La transformation digitale de la gestion des contentieux reste encore à la marge.
L’innovation a encore du mal à s’épanouir pleinement au sein des directions juridiques. Elles ont pourtant tout à gagner des nouvelles technologies et des avancées portées par le numérique. Toutefois, des projets se mettent en place et concernent notamment l’archivage, la gestion de données et l’établissement de nouveaux contrats.
Pourtant le digital offre des perspectives intéressantes qui permettraient aux entreprises de gagner en efficacité et perspicacité sur ce terrain. Le frein à une digitalisation plus rapide ? Les entreprises ont très certainement des difficultés à analyser et traiter les quantités de données qu’elles possèdent en interne. Et leur incapacité à s’organiser autour du digital mais également dans la crainte liée à la sécurisation des données.

Le Big data au service des contentieux
Le digital promet aux directions juridiques un gain de temps et de productivité certain. Il offre les outils permettant aux  collaborateurs de déléguer aux nouvelles technologies les tâches répétitives, à faible valeur ajoutée ; Pour se concentrer sur les questions plus complexes et de répondre plus rapidement aux besoins des clients.

La digitalisation permet de sécuriser ces tâches juridiques répétitives qui sont néanmoins  indispensables à la conformité des dossiers.

Lorsque l’on interroge les justiciables sur la qualité des professionnels du droit avec lesquels ils travaillent, reviennent inlassablement les questions de lenteur. Lenteur de la justice, lenteur de leurs avocats, manque de transparence dans les procédures et d’information préalable … La digitalisation permet de résoudre ces difficultés et a un véritable impact sur la vitesse d’exécution. L’intranet, les réseaux sociaux, les outils numériques permettent de faire circuler la parole rapidement. Aussi bien entre les équipes juridiques qu’auprès de la clientèle.

C’est d’autant plus vrai dans la gestion des contentieux qui pourrait profiter pleinement des avancées de la Big Data.
Chaque directeur juridique a en mémoire plusieurs cas de dossiers contentieux qui auraient pu être évités grâce à une meilleure gestion de l’information existante.

En outre, des données pertinentes permettraient bien souvent d’affiner une stratégie contentieuse. Une analyse fine de la jurisprudence est souvent indispensable dans le traitement dans certains dossiers contentieux. Les outils du Big Data permettent de traiter et d’analyser les décisions judiciaires déjà rendues, au service des directions juridiques.

Selon une récente étude réalisée par Eight Advisory« Stratégie contentieuse : quel apport du digital et du big data pour les directeurs juridiques ? »,  les juristes attendent du Big Data qu’il les aident lors d’une rupture brutale de contrat, en matière de concurrence déloyale et de propriété intellectuelle.

A l’instar des entreprises, les directions juridiques et les cabinets d’avocats doivent penser en termes d’avantage client et de satisfaction.

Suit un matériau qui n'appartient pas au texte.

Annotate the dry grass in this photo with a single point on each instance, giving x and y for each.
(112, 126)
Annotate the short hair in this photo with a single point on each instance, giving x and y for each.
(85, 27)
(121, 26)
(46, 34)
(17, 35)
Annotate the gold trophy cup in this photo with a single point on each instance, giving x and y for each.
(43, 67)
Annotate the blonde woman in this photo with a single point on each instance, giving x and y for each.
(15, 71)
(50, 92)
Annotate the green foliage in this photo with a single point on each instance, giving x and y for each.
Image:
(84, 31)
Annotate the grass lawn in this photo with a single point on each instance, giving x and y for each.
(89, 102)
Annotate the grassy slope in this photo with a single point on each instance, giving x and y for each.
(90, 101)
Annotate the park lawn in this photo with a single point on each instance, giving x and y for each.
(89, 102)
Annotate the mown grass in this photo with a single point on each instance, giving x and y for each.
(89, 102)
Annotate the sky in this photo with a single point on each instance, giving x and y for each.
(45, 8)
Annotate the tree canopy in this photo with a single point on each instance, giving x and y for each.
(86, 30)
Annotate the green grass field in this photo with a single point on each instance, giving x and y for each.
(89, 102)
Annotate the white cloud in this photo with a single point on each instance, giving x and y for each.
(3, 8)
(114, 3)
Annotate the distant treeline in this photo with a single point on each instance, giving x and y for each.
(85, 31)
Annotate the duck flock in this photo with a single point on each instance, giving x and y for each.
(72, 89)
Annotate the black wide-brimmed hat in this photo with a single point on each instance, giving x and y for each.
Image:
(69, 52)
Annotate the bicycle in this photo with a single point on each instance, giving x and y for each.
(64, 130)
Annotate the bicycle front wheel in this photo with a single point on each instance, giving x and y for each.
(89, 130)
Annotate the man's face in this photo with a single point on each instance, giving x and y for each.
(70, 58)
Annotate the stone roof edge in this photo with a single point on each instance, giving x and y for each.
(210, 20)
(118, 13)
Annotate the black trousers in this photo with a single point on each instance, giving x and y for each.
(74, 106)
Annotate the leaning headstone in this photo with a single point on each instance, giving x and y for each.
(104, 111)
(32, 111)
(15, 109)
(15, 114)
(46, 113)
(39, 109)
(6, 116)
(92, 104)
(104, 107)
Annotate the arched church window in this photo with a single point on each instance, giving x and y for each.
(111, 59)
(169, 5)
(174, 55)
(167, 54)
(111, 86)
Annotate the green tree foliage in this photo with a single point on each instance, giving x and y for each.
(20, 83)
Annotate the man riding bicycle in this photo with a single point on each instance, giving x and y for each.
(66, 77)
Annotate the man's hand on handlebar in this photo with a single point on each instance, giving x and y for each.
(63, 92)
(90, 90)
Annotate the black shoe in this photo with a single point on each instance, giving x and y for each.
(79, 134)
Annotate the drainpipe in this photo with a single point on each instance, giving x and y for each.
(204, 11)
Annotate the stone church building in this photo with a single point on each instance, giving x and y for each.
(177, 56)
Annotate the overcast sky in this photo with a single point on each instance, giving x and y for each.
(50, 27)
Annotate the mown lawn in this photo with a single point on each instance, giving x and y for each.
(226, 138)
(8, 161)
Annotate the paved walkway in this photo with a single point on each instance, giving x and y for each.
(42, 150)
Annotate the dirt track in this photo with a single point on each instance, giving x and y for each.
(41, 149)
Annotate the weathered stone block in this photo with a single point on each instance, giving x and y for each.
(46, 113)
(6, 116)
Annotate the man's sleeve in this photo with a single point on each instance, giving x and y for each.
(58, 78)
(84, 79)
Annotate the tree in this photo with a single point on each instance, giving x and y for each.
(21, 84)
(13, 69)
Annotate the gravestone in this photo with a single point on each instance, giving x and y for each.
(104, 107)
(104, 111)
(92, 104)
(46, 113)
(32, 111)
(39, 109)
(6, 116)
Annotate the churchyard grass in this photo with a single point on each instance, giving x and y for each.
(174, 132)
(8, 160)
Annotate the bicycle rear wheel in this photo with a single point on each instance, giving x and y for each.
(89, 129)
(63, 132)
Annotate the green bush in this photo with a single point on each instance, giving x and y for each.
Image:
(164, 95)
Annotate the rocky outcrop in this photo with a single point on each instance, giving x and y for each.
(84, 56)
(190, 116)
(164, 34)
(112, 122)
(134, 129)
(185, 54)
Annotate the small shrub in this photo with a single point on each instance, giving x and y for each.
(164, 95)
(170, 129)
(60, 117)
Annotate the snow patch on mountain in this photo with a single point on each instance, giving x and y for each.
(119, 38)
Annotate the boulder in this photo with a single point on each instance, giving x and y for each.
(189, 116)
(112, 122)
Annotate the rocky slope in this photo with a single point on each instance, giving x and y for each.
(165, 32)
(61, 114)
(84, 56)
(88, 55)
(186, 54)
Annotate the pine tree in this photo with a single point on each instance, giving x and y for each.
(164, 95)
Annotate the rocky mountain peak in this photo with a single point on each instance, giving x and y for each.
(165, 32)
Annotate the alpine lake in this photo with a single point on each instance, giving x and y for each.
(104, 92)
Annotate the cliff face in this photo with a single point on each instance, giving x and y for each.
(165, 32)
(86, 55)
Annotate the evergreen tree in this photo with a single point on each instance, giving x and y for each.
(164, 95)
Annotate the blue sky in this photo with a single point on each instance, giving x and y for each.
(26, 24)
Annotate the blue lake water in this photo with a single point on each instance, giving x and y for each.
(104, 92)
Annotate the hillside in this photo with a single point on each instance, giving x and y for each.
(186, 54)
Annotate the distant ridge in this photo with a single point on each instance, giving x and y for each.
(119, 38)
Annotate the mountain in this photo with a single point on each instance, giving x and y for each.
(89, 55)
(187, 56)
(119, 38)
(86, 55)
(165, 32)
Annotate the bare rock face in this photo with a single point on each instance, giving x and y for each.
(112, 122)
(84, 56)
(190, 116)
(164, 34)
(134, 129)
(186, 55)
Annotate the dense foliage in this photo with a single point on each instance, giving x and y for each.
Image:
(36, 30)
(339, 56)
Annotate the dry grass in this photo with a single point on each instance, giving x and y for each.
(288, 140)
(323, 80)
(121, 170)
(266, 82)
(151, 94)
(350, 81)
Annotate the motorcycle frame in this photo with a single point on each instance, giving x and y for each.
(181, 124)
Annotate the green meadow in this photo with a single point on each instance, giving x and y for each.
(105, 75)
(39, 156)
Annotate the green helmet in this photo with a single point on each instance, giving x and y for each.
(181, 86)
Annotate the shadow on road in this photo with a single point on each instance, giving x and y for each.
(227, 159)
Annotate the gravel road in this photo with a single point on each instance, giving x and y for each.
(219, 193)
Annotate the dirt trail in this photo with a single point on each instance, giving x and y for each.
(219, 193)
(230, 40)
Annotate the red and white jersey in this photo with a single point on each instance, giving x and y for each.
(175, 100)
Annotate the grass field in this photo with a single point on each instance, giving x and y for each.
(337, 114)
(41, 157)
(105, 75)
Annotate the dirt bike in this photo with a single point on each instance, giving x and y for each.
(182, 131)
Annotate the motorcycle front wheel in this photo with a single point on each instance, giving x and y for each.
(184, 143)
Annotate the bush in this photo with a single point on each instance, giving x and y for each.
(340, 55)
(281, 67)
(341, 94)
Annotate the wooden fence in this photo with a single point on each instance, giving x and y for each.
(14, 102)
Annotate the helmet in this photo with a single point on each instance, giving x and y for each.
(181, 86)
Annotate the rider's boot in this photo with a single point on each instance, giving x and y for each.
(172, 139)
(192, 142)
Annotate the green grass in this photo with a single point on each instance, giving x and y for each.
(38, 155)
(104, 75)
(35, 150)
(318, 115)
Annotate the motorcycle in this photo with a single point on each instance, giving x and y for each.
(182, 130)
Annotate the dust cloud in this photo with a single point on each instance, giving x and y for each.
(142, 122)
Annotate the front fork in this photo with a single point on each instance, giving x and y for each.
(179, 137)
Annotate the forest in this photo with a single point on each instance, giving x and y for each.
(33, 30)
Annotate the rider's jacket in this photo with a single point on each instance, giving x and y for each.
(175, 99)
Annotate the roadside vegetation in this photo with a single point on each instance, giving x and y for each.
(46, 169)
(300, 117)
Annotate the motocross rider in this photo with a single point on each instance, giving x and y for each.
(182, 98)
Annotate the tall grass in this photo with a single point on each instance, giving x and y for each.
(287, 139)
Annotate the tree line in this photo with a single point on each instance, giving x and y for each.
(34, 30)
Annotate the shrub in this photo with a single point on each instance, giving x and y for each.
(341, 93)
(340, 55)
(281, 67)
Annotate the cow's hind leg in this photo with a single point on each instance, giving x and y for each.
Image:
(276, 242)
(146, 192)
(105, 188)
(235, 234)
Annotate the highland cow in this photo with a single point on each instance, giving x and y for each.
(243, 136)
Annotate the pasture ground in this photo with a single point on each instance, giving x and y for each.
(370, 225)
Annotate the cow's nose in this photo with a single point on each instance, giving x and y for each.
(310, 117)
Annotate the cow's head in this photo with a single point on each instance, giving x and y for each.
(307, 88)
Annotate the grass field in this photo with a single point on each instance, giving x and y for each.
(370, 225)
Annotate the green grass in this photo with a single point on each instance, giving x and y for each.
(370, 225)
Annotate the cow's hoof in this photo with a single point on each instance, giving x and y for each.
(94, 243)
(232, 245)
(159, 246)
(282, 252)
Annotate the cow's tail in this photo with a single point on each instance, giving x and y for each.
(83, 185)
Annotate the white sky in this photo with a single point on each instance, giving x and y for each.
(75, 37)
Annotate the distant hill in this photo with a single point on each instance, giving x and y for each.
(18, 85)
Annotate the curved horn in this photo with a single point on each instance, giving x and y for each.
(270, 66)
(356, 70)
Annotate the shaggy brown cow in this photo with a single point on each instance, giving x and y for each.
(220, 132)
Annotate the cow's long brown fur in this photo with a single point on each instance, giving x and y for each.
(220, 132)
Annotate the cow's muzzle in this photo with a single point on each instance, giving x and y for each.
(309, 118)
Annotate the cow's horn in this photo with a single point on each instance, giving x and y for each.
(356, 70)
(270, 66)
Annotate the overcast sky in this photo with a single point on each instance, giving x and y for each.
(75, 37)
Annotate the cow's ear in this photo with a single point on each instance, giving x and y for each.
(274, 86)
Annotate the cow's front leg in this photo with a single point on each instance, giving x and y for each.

A l’heure de la LegalTech, les seules compétences juridiques ne suffisent plus et les professionnels sont invités  à utiliser des outils conçus pour améliorer le parcours client : guide d’informations, espace dématérialisé, chatbots, applications mobiles …

Si la digitalisation n’a plus à convaincre, se pose plus que jamais la question du coût pour les acteurs du secteur. Mais également la problématique conséquente de la sécurité des données. Centralisation, piratage, hacking … sont des préoccupations réelles pour les juristes et leurs directions.

Le nouvel enjeu des directions juridiques ne sera bientôt plus celui de la digitalisation de leurs activités mais bien de la sécurisation de celles-ci.